Google delays return to office and mandates vaccines

Facebook, Netflix and other US companies follow suit in requiring employees to be vaccinated

Google is postponing a return to the office for most workers until mid-October and rolling out a policy that will eventually require everyone to be vaccinated once its sprawling campuses are fully reopened in an attempt to fight the spreading Delta variant.

The Alphabet-owned firm has been joined by several other large companies now mandating vaccines, including Facebook, Netflix and others.

In a Wednesday email sent to Google’s more than 130,000 employees, chief executive Sundar Pichai said the company is now aiming to have most of its workforce back to its offices beginning October 18 instead of its previous target date of September 1, making this the third time the return date has been pushed back.

The decision also affects tens of thousands of contractors who Google intends to continue to pay while access to its campuses remains limited.

“This extension will allow us time to ramp back into work while providing flexibility for those who need it,” Mr Pichai wrote.

And Mr Pichai disclosed that once offices are fully reopened, everyone working there will have be vaccinated.

The requirement will be first imposed at Google’s Mountain View, California, headquarters and other US offices before being extended to the more than 40 other countries where the Google operates.

The vaccine mandate will be adjusted to adhere to the laws and regulators of each location, Mr Pichai wrote, and exceptions will be made for medical and other “protected” reasons.

“Getting vaccinated is one of the most important ways to keep ourselves and our communities healthy in the months ahead,” Mr Pichai explained.

Facebook also announced on Wednesday it would require anyone working at its US offices to be vaccinated against Covid-19.

Netflix will require actors and those who work in close proximity to them to be vaccinated on its US productions, a person familiar with the company’s plans said.

The streaming service introduced the policy after a deal last week between Hollywood unions and major studios, which permitted producers to require vaccination, making it the first Hollywood studio to do so.

The companies' decisions to require vaccines to come to the office comes on the heels of similar moves affecting hundreds of thousands of government workers in California and New York as part of stepped-up measures to fight the Delta variant.

The rapid rise in cases during the past month has prompted more public health officials to urge stricter measures to help overcome vaccine scepticism and misinformation.

The vaccine requirement rolling out in California next month covers more than 240,000 government employees.

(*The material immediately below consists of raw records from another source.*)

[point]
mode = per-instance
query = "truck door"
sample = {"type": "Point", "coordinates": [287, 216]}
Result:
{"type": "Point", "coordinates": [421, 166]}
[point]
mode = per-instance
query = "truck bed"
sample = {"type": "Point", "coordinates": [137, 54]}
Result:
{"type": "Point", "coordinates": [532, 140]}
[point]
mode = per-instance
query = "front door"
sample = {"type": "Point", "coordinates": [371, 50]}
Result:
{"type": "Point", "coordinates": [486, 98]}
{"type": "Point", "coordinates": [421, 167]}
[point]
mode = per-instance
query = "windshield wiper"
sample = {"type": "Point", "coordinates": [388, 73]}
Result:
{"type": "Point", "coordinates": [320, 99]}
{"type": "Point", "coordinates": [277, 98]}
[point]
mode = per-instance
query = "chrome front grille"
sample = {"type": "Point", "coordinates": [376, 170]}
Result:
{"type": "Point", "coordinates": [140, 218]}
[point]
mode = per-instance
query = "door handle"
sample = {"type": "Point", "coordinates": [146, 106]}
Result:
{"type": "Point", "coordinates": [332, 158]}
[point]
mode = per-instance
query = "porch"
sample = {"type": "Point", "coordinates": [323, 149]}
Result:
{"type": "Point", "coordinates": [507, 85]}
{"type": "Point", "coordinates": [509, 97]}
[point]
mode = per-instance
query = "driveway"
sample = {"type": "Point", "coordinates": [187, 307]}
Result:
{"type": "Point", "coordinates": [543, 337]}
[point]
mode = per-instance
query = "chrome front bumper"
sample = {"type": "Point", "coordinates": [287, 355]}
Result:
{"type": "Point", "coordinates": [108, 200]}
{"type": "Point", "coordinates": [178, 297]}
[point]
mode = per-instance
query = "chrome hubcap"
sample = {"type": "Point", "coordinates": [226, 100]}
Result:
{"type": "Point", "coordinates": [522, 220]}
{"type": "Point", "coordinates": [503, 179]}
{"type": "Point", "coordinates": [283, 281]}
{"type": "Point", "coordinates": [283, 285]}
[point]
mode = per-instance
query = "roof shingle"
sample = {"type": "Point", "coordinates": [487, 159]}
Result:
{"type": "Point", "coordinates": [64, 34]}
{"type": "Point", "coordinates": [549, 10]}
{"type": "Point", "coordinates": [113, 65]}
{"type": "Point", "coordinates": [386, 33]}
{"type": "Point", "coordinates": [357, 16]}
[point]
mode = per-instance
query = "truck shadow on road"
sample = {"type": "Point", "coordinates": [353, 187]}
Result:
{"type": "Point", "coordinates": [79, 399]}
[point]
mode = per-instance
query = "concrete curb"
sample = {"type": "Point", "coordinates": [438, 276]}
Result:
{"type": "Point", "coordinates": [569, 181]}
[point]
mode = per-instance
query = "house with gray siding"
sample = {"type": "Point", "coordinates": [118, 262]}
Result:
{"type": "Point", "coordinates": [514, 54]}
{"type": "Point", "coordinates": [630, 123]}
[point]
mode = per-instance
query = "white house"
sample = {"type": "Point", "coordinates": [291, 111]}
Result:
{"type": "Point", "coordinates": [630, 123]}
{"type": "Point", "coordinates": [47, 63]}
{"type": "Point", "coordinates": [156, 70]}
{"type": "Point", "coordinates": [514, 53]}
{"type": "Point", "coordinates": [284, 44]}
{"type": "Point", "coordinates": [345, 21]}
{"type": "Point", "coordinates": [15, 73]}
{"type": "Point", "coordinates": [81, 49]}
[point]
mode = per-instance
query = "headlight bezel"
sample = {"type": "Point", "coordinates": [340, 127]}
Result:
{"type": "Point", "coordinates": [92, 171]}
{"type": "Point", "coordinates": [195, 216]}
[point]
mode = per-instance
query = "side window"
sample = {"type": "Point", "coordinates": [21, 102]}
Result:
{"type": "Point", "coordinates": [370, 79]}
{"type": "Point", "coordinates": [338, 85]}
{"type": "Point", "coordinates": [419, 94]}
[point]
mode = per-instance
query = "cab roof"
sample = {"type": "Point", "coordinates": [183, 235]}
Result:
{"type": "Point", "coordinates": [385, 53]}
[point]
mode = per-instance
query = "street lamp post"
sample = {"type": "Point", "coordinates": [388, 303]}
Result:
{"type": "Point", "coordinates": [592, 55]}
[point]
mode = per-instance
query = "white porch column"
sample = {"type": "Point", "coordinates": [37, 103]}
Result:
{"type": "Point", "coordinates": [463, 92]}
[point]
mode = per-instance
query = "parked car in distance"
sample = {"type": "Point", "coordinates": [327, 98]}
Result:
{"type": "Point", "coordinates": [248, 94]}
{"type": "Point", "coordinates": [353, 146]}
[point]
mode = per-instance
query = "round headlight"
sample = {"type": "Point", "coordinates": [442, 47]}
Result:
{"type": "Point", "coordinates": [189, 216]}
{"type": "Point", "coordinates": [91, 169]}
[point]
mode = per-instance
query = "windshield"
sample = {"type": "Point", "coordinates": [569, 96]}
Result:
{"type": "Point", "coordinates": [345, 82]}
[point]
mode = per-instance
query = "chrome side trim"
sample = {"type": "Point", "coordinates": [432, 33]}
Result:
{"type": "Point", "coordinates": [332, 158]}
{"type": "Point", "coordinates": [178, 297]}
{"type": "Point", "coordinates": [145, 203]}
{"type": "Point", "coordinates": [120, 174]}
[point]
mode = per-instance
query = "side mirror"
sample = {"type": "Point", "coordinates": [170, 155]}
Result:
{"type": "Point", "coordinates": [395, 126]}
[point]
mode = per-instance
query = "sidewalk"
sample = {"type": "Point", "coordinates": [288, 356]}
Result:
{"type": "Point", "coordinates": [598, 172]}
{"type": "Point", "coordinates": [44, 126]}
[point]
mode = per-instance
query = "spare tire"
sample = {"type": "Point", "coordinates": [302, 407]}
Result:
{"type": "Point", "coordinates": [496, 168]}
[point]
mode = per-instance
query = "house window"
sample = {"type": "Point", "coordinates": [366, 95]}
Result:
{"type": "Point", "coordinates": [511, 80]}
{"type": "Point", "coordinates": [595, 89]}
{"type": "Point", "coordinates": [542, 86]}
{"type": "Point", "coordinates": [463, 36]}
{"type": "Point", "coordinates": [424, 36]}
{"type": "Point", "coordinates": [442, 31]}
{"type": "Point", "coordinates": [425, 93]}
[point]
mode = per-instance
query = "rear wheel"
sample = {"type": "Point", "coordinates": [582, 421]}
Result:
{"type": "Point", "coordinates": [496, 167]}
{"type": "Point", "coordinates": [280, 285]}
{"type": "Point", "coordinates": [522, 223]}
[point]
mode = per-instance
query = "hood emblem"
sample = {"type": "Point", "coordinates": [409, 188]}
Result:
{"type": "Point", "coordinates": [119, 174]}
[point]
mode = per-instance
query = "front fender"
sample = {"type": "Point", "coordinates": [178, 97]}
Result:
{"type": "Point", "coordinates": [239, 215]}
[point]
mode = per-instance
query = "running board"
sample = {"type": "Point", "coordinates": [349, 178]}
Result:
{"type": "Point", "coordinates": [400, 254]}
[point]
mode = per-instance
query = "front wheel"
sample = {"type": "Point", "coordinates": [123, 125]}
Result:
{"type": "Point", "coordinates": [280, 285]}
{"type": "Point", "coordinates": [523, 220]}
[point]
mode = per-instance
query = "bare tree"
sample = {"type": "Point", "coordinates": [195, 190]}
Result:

The city and county of San Francisco is also requiring its roughly 35,000 workers to be vaccinated or risk disciplinary action after the Food and Drug Administration approves one of the vaccines now being distributed under an emergency order.

It is unclear how many of Google’s workers still have not been vaccinated, although Mr Pichai described the rate as high in his email.

The Google logo is shown reflected on an adjacent office building in Irvine, California, U.S. August 7, 2017.   REUTERS/Mike Blake

Google’s decision to extend remote work follows a similar move by another technology powerhouse, Apple, which recently moved its return-to-office plans from September to October, too.

The delays by Apple and Google could influence other major employers to take similar precautions, given that the tech industry has been at the forefront of the shift to remote work that has been triggered by the spread of the novel coronavirus.

Even before the World Health Organisation declared a pandemic in March 2020, Google, Apple and many other prominent tech firms had been telling their employees to work from home.

Google’s vaccine requirement also could embolden other employers to issue similar mandates to guard against outbreaks of the Delta variant and minimise the need to wear masks in the office.

While most companies are planning to bring back their workers at least a few days a week, others in the tech industry have decided to let employees do their jobs from remote locations permanently.